According to rule 4 of the IT (Procedure and Safeguards for Interception, Monitoring and Decryption of Information) Rules 2009, “The competent authority may authorise an agency of the government to intercept, monitor or decrypt information generated, transmitted, received or stored in any computer resource.”
Home ministry officials said the fresh order makes it clear which agencies can approach the Centre and state governments for permission, and it will also ensure that any interception, monitoring or decryption of any information ''through any computer resource'' is done as per due process of law.
- Privacy scare: Apple halts Siri response grading programme
- Apple contractors regularly listen to your recorded Siri conversations
- US slaps $5 bn fine on Facebook for privacy violations
- Is Google, Facebook keeping a tab on your porn-viewing habits?
- Is FaceApp really spying on you? No more than Facebook, says researcher
''The notification clarifies the agencies authorised to exercise these powers and preventing any unauthorised use of these powers by any agency, individual or intermediary. It will also ensure that provisions of law relating to lawful interception or monitoring of computer resource are followed and if any interception, monitoring or decryption is required for purposes specified in Section 69 of the IT Act, the same is done as per due process of law and approval of competent authority i.e. Union home secretary, ''said the MHA spokesperson.
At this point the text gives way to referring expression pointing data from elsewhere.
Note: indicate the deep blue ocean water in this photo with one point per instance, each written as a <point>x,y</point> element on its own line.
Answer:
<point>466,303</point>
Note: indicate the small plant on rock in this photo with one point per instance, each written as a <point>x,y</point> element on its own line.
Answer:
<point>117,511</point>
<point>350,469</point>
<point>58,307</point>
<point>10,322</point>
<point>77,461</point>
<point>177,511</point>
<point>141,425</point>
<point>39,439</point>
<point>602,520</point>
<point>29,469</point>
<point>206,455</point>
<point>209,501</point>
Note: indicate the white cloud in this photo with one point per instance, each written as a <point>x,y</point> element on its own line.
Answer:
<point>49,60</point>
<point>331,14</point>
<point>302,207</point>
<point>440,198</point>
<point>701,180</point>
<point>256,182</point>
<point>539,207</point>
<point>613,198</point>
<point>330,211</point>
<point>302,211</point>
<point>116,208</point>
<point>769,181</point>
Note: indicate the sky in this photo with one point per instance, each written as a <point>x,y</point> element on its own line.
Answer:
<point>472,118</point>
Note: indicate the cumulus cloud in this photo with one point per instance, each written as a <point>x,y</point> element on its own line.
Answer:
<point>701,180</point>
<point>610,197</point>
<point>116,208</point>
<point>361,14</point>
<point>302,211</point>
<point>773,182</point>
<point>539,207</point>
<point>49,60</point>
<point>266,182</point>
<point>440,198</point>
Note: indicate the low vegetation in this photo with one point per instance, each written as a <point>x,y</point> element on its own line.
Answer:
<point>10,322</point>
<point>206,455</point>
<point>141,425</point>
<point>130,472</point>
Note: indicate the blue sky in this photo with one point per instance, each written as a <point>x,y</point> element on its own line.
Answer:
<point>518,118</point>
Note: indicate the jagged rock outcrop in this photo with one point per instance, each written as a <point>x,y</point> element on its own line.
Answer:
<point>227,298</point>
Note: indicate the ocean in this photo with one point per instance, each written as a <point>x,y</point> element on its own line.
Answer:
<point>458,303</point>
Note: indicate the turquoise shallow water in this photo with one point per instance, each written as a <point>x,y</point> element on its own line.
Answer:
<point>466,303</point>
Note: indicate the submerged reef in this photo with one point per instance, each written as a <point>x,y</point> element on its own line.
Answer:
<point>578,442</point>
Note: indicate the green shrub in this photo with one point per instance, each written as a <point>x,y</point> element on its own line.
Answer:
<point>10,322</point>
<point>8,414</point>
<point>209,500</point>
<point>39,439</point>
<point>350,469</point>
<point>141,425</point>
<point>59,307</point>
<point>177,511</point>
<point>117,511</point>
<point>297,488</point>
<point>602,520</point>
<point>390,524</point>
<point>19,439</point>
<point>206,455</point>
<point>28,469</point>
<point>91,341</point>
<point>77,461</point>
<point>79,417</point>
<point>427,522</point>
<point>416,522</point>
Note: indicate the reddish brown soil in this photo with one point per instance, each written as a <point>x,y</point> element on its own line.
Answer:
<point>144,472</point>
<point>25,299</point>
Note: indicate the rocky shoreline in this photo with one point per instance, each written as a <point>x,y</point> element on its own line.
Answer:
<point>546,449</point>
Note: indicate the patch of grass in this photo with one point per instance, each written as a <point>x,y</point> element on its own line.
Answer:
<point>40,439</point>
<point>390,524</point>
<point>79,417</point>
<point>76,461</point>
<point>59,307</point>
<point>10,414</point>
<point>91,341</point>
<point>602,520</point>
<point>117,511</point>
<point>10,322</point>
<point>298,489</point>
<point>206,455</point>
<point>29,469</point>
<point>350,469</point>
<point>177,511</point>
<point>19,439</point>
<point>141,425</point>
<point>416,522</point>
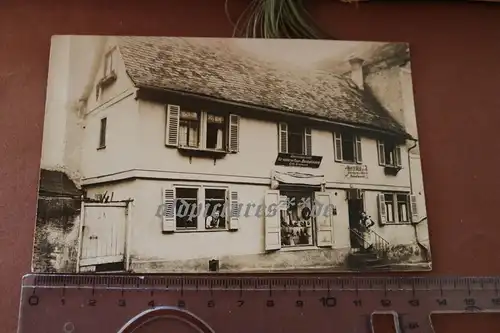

Government officials said with increasing cyber crimes and terror agencies using the digital medium to further unlawful activities, the Union home ministry felt the need to streamline the powers to Central law enforcement agencies as well as the intelligence agencies like Intelligence Bureau and Research and Analysis Wing to access the data in the digital form.
The fresh government order has been generating huge speculation whether the government was doing away with the powers of the home secretary who alone can authorise interception at the Central level. This clearance by home secretary then goes to another level—a committee headed by cabinet secretary and comprising of telecom secretary and secretary legal affairs which reviews orders for tapping issued by the home secretary.
In cases of tapping without prior permission in emergency situations, the agency concerned needs to bring it for approval within 72 hours. If the request is declined, the agency has to delete the recorded data.
Much debate and discussion has been triggered on the impact of the government order on citizens and their right to privacy. Incidentally, the order has also come close on the heels of a recent phone tapping episode that raised heckles in the security establishment as the alleged surveillance involved three top intelligence agencies—RAW, CBI and ED. During its probe into the bribery allegation against CBI special director Rakesh Asthana, the CBI had stumbled across conversations of a top RAW officer and Asthana when the anti-corruption bureau sleuths were “listening” to some secret conversations. Earlier, the same RAW officer in question had been linked to a report generated against an ED officer. The episode had caused many a red face within the agencies as questions were raised on the due process of authorisation of surveillance.
With the government clarifying that all ten agencies need to follow the procedures listed for surveillance, it remains to be seen if it solves some problems. The agencies that are allowed interception and monitoring of data are: ED, CBI, RAW, IB, Narcotics Control Bureau, Central Board of Direct Taxes, DRI, NIA, Directorate of Signal Intelligence (for service areas of Jammu and Kashmir and Northeast) and the Delhi police commissioner.